Circling about the mess, and careful to keep a good distance from the pile of worms, I got to a position where I could see inside the dead man's skull. It was empty. There weren't even any worm stragglers crawling about. All worms had exited when the head went pop, which made me think of the song the man was singing leading up to his unfortunate death. "Pop goes the weasel" is how that song always ends.
It's the hook that has scared many a child over the decades when used as the climactic refrain for every jack-in-the-box ever made. But this wasn't a cloth puppet on a string stuffed into a metal box. This was a man's head, and he never made it to the last verse. I heard sirens outside, and soon first responders were knocking on the glass doors. I turned, and they were gesturing for me to move.
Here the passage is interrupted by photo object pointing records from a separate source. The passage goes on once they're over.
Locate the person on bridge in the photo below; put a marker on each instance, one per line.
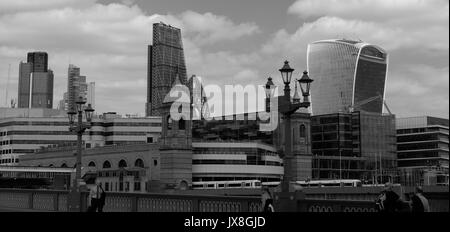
(267, 200)
(389, 200)
(418, 202)
(96, 196)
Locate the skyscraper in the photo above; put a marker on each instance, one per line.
(76, 87)
(165, 60)
(35, 82)
(347, 74)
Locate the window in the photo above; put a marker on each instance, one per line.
(181, 124)
(302, 131)
(106, 164)
(137, 186)
(169, 123)
(122, 164)
(139, 163)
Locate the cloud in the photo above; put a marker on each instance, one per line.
(380, 10)
(109, 44)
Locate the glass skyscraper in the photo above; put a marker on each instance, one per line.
(35, 88)
(347, 74)
(165, 61)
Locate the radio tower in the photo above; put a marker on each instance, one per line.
(7, 85)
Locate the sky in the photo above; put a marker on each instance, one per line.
(226, 42)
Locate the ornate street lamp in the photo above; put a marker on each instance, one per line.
(270, 91)
(287, 107)
(78, 128)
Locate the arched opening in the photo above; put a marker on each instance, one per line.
(302, 131)
(169, 123)
(122, 164)
(106, 164)
(182, 124)
(139, 163)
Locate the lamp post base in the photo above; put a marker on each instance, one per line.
(288, 201)
(74, 200)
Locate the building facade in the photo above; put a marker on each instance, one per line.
(165, 60)
(77, 87)
(346, 73)
(359, 145)
(23, 133)
(422, 146)
(35, 89)
(123, 168)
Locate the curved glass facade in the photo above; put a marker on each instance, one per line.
(346, 73)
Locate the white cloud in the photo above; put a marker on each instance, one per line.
(109, 44)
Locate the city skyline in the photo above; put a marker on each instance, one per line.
(109, 41)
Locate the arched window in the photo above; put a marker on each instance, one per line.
(106, 164)
(181, 124)
(302, 131)
(169, 123)
(139, 163)
(122, 164)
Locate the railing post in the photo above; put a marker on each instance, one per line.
(30, 200)
(134, 201)
(195, 205)
(55, 201)
(245, 206)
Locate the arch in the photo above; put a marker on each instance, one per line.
(122, 164)
(181, 124)
(139, 163)
(169, 122)
(302, 131)
(106, 164)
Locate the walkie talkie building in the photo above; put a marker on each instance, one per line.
(165, 61)
(346, 74)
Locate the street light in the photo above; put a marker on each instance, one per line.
(79, 128)
(287, 108)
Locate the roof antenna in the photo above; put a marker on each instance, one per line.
(7, 85)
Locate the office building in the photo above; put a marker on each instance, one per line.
(422, 146)
(356, 145)
(76, 87)
(165, 60)
(23, 132)
(35, 89)
(346, 74)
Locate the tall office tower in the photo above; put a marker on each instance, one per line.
(76, 87)
(91, 94)
(165, 61)
(35, 82)
(39, 61)
(346, 74)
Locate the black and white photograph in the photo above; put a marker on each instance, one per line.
(199, 107)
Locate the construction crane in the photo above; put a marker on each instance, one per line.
(352, 107)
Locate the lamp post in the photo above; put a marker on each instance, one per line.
(79, 128)
(287, 108)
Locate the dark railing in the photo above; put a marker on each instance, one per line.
(51, 200)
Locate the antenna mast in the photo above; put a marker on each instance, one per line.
(7, 85)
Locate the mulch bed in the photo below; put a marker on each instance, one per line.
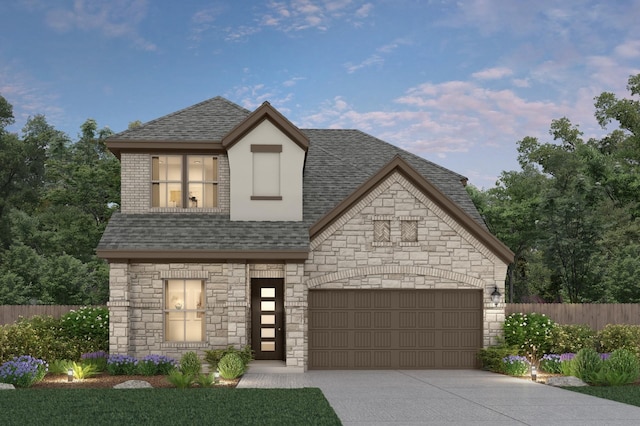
(105, 381)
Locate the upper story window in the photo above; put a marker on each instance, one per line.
(266, 172)
(185, 181)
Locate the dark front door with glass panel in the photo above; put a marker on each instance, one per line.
(267, 318)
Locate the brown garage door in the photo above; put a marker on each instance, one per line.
(394, 329)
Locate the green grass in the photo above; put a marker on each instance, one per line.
(306, 406)
(626, 394)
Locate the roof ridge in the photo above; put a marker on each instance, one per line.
(181, 111)
(404, 151)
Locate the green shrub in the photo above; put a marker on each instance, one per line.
(152, 365)
(180, 380)
(190, 364)
(491, 357)
(619, 336)
(122, 365)
(515, 365)
(586, 365)
(531, 333)
(205, 380)
(620, 368)
(550, 363)
(231, 366)
(83, 371)
(213, 357)
(96, 359)
(88, 324)
(570, 338)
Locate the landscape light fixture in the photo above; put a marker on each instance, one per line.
(495, 296)
(534, 373)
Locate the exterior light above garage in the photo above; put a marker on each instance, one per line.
(495, 296)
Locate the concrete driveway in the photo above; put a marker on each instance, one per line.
(442, 397)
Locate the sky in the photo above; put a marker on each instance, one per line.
(456, 82)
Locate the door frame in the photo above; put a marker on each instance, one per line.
(257, 339)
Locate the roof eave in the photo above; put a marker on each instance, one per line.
(190, 256)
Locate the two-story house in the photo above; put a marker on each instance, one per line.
(326, 249)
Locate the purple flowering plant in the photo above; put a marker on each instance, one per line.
(118, 365)
(23, 371)
(153, 364)
(550, 363)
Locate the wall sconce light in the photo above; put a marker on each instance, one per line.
(495, 296)
(534, 373)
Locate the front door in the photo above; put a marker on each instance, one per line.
(267, 318)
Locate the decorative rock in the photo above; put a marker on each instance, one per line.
(562, 381)
(133, 384)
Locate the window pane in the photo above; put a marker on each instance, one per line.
(268, 306)
(195, 168)
(268, 319)
(155, 168)
(268, 292)
(267, 346)
(195, 195)
(183, 323)
(211, 195)
(268, 333)
(211, 169)
(174, 168)
(155, 195)
(266, 173)
(174, 191)
(174, 327)
(193, 295)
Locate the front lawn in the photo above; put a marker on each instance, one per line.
(626, 394)
(306, 406)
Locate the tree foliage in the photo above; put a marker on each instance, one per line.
(571, 214)
(56, 197)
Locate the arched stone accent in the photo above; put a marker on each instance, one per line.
(465, 280)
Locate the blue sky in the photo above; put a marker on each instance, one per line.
(457, 82)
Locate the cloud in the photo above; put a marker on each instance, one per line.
(291, 16)
(376, 58)
(492, 73)
(28, 97)
(114, 19)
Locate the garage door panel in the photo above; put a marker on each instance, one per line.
(408, 319)
(384, 329)
(382, 320)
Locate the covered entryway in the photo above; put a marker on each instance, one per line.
(394, 329)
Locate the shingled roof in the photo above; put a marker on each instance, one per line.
(337, 163)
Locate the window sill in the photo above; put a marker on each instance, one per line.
(382, 244)
(268, 198)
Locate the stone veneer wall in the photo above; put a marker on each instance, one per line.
(136, 318)
(445, 255)
(136, 185)
(136, 307)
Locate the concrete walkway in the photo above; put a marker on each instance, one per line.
(443, 397)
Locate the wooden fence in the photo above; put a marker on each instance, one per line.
(10, 313)
(595, 315)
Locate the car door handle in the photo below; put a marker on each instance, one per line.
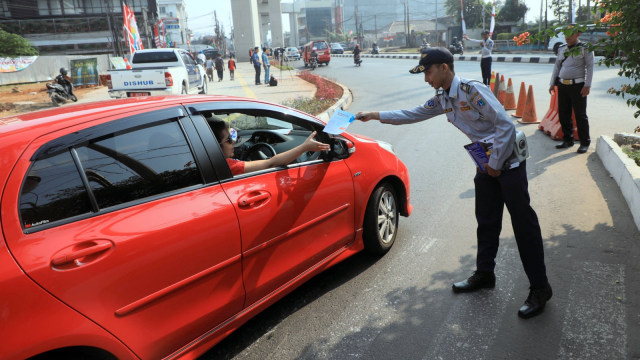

"You're in the way!" One firefighter shouted from outside. "Sorry!" I replied and took two steps to the side. The blood drained from the poor firefighter's face. He turned and conferred with his fellow first responders that looked back at me. "Hold tight! Do not leave the shop!" he yelled. "Got it!" I said and gave him a thumbs up. "What did he say?" the manager asked. "What does that mean?"
"It means that we can't leave until someone who knows what they are doing gets here," I said. "Fairly standard procedure when dealing with an unknown organism in a highly populated area." "That's bullshit!" the manager yelled, and pointed to all the people standing around outside the shop still filming. "They were in here too!" He wasn't wrong. The firefighters were doing what they were trained to do in a situation like that. But they had no idea the cat was already out of the bag.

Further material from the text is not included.